Penalty kicks are the strip of most recreation players. With the driver in their hands, Miss big is always approaching – And when it comes, it usually results in a lost ball and a penalty kick.

For many weekend fighters, eliminating penalty kicks is the fastest way to shave shocks out of their abilities. But despite visible low fruits, they never seem to understand how to keep the ball in the game.

Getting some lessons and hitting practice is a great opportunity to call on that distribution, but for those who cannot allow a shaky lesson or have no time to go out in the range, there is still hope. In fact, you can reduce – and even eliminate – those penalty kicks simply being smarter where You gather in the Tee box.

Instructor Stef Shaw explains in the video below.

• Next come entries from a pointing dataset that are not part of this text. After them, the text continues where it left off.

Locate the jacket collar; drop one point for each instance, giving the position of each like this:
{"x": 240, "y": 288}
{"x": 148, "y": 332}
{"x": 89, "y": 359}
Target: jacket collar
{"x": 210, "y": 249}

Eliminate the sentences by doing so

When most high handicappers go up to the Tee box, they are really not thinking where they are getting their ball – and this is a big mistake. Tee box is the only place in the course where you fully check every variable about your lie and position, so it is best to take advantage of it.

One way to do this is from always Raising on the side of the Tee box, where there are problems. This may seem counterintou, but by doing so, you can give yourself a better angle to target FAR by trouble.

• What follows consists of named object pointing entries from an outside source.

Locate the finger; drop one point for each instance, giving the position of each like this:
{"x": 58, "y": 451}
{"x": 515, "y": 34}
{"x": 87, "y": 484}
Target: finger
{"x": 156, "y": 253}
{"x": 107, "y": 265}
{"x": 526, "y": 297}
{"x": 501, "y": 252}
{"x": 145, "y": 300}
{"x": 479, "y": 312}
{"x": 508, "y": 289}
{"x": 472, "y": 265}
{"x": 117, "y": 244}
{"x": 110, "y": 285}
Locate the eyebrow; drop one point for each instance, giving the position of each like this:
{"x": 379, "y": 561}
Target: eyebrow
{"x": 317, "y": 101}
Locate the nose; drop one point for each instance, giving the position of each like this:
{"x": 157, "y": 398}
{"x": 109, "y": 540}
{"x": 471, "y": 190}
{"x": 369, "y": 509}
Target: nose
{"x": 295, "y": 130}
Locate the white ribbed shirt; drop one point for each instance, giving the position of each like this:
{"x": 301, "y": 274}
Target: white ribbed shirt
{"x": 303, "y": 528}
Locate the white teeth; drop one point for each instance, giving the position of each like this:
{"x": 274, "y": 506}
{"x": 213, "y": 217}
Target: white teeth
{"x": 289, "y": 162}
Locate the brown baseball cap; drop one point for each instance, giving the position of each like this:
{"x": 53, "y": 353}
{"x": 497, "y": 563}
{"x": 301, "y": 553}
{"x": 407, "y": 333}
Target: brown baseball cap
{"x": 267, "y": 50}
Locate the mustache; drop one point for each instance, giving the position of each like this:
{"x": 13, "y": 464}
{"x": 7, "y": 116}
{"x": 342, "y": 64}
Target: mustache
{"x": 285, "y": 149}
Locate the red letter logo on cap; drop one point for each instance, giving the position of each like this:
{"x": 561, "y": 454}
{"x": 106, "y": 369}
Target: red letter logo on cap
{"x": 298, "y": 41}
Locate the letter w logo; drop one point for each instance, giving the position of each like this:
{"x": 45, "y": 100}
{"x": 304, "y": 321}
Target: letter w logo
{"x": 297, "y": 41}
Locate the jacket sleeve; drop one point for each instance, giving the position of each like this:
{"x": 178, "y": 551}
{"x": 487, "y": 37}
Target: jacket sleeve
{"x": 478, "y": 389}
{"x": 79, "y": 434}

“If I stand on the right side of the Tee box. All I see is (outside the borders on the left),” Shaw says. “And if I stand on the left side of the Tee box, all I see is beautiful beautiful.”

By rising to the side of the Tee box where there is trouble, you can essentially turn your back on the penalty areas or outside the borders and strike away from it. Whereas if you are on the opposite side you are actively hitting TO The problem.

“This is taking trouble from the game and giving me a chance to stay in the game so I can hit my future goal,” Shaw says.

So the next time you find yourself in a box of trouble on one side or the other, get a second to stop and think where you want to tie your ball. If you do this on the same side as trouble, you will give yourself a better angle to hit him and eliminate those annoying penalty kicks.